Coincidence, I've written something about it two weeks ago (in Portuguese, unfortunately: https://epxx.co/logbook/entries/sm.html). About Petri Nets as well. It is difficult to understand why so many junior programmers use a dozen boolean state variables instead of a state machine, given that they learn it in CS or similar courses. My guess is they are taught in an overly scientific fashion, so they go to the same dusty corner where so many other CS topics that are never used in practice lie already.
go to the same dusty corner where so many other CS topics that are never used in practice lie already
I've been meaning to write a letter to the CS department of one UC school: What the hell are they teaching in CS nowadays? If presented with a situation where the user can create circular references, there's one UC school that produces graduates with high 3.8+ GPAs, virtually none of whom I've interviewed can give you an implementable description of how to detect circular references. As a general pattern, they also tend to say silly things, like that a null pointer member of a structure uses up no data. I can go on and on. It seems to me they are being taught by TAs who would also flub such points in an interview.
> How is being able to detect circular references a useful skill?
For all kinds of systems, where there are references input by users as data, one needs to be able to contend with this. Systems which crawl webpages have to contend with this. Parser-transformation systems need to detect these. Such detection could be useful in memory management. It's not just the ability to detect a circular reference. It's the ability to contend with problems of that type.
Furthermore, two of those UC system CS grads had eerily similar responses, consisting of, "Oh, is that a graph algorithm?" plus a literal handwave. Is there some pool of TAs somewhere that has that attitude towards graph algorithms?
Hmm, this seems like a kind of understandable attitude if I'm reading it correctly. Hearing that it's a (standard) graph algorithm means it's a solved problem so you don't need to worry about it: pick up a text book or Google and compare the available options—easy.
It makes sense to me that junior programmers would not jump to state machines for something like, e.g., handling complex UI state. I see the reasons as twofold:
1) How would you describe the reason for using state machines over handling the state and transitions through if-statements and sprinklings of booleans? The best I can come up with is that it allows you to be explicit about which states exist, how they can be moved between, and what other code should execute when transitioning. It basically comes down to the architectural principle of 'cohesion': put related things nearby one another. This is pretty fuzzy until you've actually had concrete experience getting bitten by the lack of cohesion and attendant unmanageable complexity. To sum up, it's something you need to learn through experience—especially because another aspect of the problem is identifying situations where it really make sense rather than some simplistic heuristic about using state machines is better than not.

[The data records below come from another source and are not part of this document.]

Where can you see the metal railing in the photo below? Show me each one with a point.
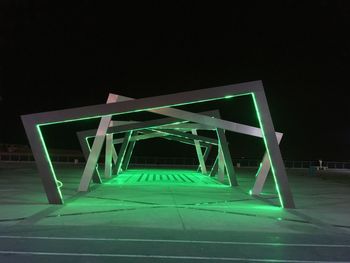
(171, 161)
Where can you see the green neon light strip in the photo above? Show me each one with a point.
(267, 149)
(88, 144)
(58, 183)
(149, 109)
(258, 170)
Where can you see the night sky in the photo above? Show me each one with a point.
(55, 56)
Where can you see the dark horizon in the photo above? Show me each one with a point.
(56, 57)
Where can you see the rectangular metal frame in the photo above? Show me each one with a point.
(34, 122)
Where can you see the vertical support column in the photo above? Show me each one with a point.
(221, 165)
(205, 156)
(263, 171)
(108, 156)
(227, 157)
(128, 155)
(199, 153)
(43, 162)
(273, 151)
(84, 144)
(114, 154)
(214, 169)
(96, 148)
(122, 151)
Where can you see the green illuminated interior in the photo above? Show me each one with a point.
(165, 177)
(267, 149)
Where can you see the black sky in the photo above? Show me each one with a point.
(55, 56)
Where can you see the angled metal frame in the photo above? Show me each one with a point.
(160, 104)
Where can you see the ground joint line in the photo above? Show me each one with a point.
(40, 253)
(179, 241)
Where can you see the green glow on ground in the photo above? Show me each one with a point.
(267, 149)
(164, 177)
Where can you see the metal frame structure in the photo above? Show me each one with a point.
(160, 105)
(164, 131)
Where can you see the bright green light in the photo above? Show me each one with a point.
(47, 156)
(258, 170)
(267, 149)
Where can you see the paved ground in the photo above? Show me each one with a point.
(173, 216)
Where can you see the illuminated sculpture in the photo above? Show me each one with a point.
(163, 105)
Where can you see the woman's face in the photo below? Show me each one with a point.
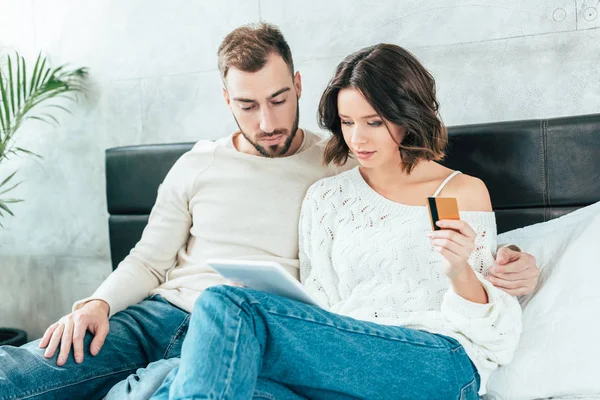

2) The way they're taught in school is generally about theory of automata, or they're used to diagram the behavior of some simple little system. Using them to control state transitions in applications is unlikely taught at all, and isn't really directly implied by the seemingly related things which are taught.
> It is difficult to understand why so many junior programmers use a dozen boolean state variables instead of a state machine
It's not just juniors. The only times I've encountered state machines in the wild are almost exclusively games and virtual machines/interpreters.
The reason, to me at least, is pretty clear. In both games and VMs, you mostly know the rules ahead of time. You have a clear picture of the opcodes you want to implement (add, mul, call, jump, etc.) or the game rules you need.
But for most development, especially with multiple stakeholders or customers and multiple developers working independently, the rules aren't known at the start. In fact, the majority of requirements are brought up months or years after the first line of code is even written. It's like the parable of the blind men and the elephant (https://en.wikipedia.org/wiki/Blind_men_and_an_elephant). Each person, working separately, has a different idea of what this thing is that you're creating. Communication being an incredibly difficult thing, the requirements are never fully rendered coherent by the entire team at the moment where it would benefit them most (i.e. the beginning).
In my experience, this is when you need the skill to know to refactor to a state machine and/or refactor to some other form of composition (strategy objects, has-a, or whatever).
As taught in school, State Machines are formalisms that fit well when everything can be formally specified. As I have learnt, State Machines in programming help to reorganize things that have evolved haphazardly.
> O autômato mais poderoso é a Máquina de Turing, a que equivale todo computador de uso geral.
It's the most powerful realizable automaton (although it's not even fully physically realizable because of the infinite tape), but people have studied far more powerful automata:
In these models the oracle is so called by analogy to prophetic oracles of antiquity, who were believed to obtain reliable information from an incomprehensible and supernatural source. :-)
> It is difficult to understand why so many junior programmers use a dozen boolean state variables instead of a state machine, given that they learn it in CS or similar courses.
If you think that's a head-scratcher, the fact that senior developers consistently do the exact same thing must really confuse you!